If I run this simply command
select * from read_parquet('https://huggingface.co/datasets/aborruso/openncup-focus-pnrr/blob/refs%2Fconvert%2Fparquet/aborruso--openncup-focus-pnrr/train/index.duckdb') limit 2;
I have this error:
Error: IO Error: HTTP GET error: Content-Length from server mismatches requested range, server may not support range requests.
What’s the right URL to access to it, using duckdb cli and https extension?
Thank you
Hi! This doc page explains how to access the Parquet export of a dataset.

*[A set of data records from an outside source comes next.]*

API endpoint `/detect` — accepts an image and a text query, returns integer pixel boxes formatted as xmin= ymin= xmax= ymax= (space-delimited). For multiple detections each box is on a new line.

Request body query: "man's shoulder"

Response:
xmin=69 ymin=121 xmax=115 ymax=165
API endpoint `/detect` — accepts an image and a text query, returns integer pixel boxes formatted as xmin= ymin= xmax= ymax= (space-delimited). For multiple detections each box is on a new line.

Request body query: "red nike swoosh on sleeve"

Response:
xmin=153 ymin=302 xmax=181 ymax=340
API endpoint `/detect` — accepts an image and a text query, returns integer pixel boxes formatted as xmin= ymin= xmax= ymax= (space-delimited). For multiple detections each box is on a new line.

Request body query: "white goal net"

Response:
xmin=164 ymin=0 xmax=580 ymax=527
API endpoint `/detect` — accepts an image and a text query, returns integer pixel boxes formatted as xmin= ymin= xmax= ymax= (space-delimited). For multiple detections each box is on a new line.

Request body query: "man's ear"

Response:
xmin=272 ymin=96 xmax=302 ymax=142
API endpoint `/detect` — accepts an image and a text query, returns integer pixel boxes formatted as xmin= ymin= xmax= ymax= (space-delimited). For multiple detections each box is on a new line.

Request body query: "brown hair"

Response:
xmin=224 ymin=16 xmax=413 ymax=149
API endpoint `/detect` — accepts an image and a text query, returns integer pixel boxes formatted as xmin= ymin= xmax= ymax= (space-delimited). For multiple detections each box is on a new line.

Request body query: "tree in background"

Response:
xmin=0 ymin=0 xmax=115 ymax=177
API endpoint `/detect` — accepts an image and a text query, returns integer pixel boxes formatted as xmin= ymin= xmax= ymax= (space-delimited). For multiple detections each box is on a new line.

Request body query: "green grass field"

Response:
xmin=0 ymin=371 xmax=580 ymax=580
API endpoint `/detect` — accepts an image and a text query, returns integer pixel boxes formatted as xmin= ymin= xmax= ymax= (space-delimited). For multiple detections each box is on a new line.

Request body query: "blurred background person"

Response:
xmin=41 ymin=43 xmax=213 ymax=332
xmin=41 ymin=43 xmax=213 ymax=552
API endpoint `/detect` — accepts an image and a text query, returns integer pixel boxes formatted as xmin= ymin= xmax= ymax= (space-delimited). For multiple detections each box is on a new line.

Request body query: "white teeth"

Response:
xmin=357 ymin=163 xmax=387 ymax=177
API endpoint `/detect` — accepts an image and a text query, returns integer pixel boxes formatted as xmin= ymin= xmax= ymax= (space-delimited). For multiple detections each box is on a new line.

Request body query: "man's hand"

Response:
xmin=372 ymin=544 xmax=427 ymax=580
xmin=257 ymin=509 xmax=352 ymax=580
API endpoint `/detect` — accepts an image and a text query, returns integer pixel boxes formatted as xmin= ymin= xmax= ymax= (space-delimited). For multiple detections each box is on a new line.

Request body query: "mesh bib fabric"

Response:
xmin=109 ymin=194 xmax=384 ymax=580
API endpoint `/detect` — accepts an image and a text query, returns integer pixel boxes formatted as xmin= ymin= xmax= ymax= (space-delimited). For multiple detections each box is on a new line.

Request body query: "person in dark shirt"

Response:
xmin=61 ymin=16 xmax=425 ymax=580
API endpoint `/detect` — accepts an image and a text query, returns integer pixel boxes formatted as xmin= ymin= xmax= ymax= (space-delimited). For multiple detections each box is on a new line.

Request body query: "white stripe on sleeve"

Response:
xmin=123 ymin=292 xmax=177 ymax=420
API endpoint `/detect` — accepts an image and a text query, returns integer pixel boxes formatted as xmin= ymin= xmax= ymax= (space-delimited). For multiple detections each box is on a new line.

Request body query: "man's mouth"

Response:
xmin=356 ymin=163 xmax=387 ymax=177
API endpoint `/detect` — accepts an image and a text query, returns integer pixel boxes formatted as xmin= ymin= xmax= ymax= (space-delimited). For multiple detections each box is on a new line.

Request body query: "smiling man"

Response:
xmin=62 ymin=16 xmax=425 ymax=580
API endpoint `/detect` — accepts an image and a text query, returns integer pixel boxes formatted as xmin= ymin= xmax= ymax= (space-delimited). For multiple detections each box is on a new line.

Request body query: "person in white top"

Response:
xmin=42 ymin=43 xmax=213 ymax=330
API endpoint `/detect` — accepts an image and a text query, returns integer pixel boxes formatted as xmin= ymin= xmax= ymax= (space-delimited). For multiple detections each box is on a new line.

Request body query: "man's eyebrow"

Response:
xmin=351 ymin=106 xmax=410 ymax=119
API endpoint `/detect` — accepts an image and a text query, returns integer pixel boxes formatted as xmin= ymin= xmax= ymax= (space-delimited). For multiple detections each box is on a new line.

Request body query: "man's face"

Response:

The dataset in question has a single Parquet file (for the train
split): https://huggingface.co/api/datasets/aborruso/openncup-focus-pnrr/parquet/aborruso--openncup-focus-pnrr/train/0.parquet
(a quick test in DuckDB CLI on my local machine works as expected)
2 Likes
Thank you very much. I annotate here the steps I prefer to do it:
open the dataset page and click on API;
copy the “List the Parquet files for this dataset” curl command
run it and you have the URL(s) of your parquet dataset file(s)
1 Like
severo
August 18, 2023, 2:09pm
4
To be complete, a third way to have them is to edit the dataset url:
https://huggingface.co/datasets/aborruso/openncup-focus-pnrr
by adding /api
at the start, and /parquet
at the end
https://huggingface.co/api/datasets/aborruso/openncup-focus-pnrr/parquet
1 Like
Really useful, thank you very much @severo
1 Like